# where and how should i market my custom apparel business in local government offices? what department should i contact? who should i contact?



## lliwnhoj (Jul 16, 2013)

where and how should i market my custom apparel business in local government offices? 
what department should i contact? is it the family and recreation office on every city? I live in azusa city within los angeles county california
who should i contact? is it the director of family and recreation service on every city or do i need to talk to the purchasing department or the buyer?
i need everyones help on these. I am a beginner. any tips, advices, comments, suggestions, recommendations base on your experience marketing in government

how do i market in government offices? should i send an email, call, visit in person, mail?


----------



## charles95405 (Feb 1, 2007)

I don't believe you will be allowed to solicit business in any government office...city, county, state or federal.
If you want to open kiosk or booth, you will need to contact the local agency's legal section. If you want to sell to the government, you will need to contact the purchasing department or the office. I am quiet sure that you will not be permitted to sell to government employees within the government buildings. you might get by with posting flyers on cars but again that could lead to some complaints..

My comments are based solely on my own experience with employment at various goverment levels over 3 decades...but good luck in your venture


----------



## headfirst (Jun 29, 2011)

lliwnhoj said:


> where and how should i market my custom apparel business in local government offices?
> what department should i contact? is it the family and recreation office on every city? I live in azusa city within los angeles county california
> who should i contact? is it the director of family and recreation service on every city or do i need to talk to the purchasing department or the buyer?
> i need everyones help on these. I am a beginner. any tips, advices, comments, suggestions, recommendations base on your experience marketing in government
> ...


Usually this type of work is put out to bid. Around us the local municipalities run their own bid mailing lists. You get added to the list and then they send out the bid packet. 

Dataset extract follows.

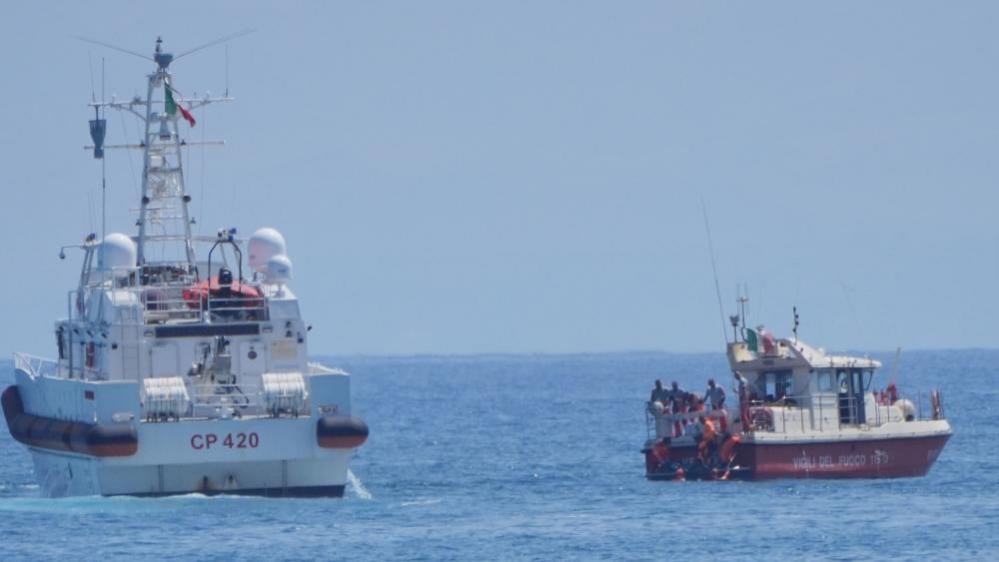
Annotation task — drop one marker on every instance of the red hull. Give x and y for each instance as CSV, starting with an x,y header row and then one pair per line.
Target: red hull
x,y
881,458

I've been to a few of the bid openings on projects like this and can tell you that you must compete the bid pack in full. Many of the bidders have lost bids by not completing the pack in full. Many of these even had the best price but because the bid pack wasn't completed in full it was discarded.


----------



## lliwnhoj (Jul 16, 2013)

Hi what di you mean by compete bid pack in full?? How do i do that? who should i talk to in local municipalities?? Is it the family and recreation service center?? Or directly to the puchasing dept?


----------



## charles95405 (Feb 1, 2007)

Most agencies have purchasing departments or a purchasing agent. You can get on the list by contacting them BUT it is not easy to win a bid. Further will require some sort of liability insurance.it is not an easy road to travel


----------



## lliwnhoj (Jul 16, 2013)

Is it worth it to try for a beginner in tshirt printing business like me enter it?? What do you suggest?? I just start out with just small time deal with friends and gradually enter into that arena later on?? As a bussiness man, as much as possible i want to get big deals right away formore income. I think when it comes to business competitive advantagt, i have big advantage when it comes to price because i do everything at home. I have very low overhead cost. no employees no rent no nothing. what do you think? Where and how could i get big deals?


----------



## gorilladiver (Oct 25, 2011)

as far as local government (city, county, state) the first step is to contact the Purchasing or Finance office to request a Vendor Application Form. Once your application is approved it will be on file for the other government departments to access it and they will contact you if they have a need for your services. Often they are required to get quotes from several different vendors. At least that's how it works in North Carolina.


----------



## charles95405 (Feb 1, 2007)

For a beginner trying to do big deals right out of the starting gate when working from home may be a recipe for failure. You not have ability to do the quality and quantity that is desired in your target market. In addition you should make sure you have a sales tax permit if required in your state and that you have a local business license and a zoning approval for a out of home business. You don't say what your main method is. Make sure it is permitted in your area.
I suggest you start slow build up your customer base before attempting to compete with the larger companies.the fact you work from home with no employees or over head is not necessarily a decision factor by official agencies.


----------



## superD70 (Dec 22, 2010)

What Charles said, I also run an auto body repair shop and have a GSA contract to do repairs on govt. fleet vehicles, it is a lengthy process to be approved, I had to provide proof of 1 million $ garage keepers insurance and that all my techs are up to date in their certifications, certificates of destruction on all my hazardous waste, etc.
I'm glad we did it as we are the only shop in a 500 mile radius that can work on their vehicles but sometimes it takes 30 days to get paid, and that can hurt when we are talking about 5-10K $ with half that spent on parts.
I'm sure the process is similar with all services, you should be able to get details on becoming a vendor on your states website


----------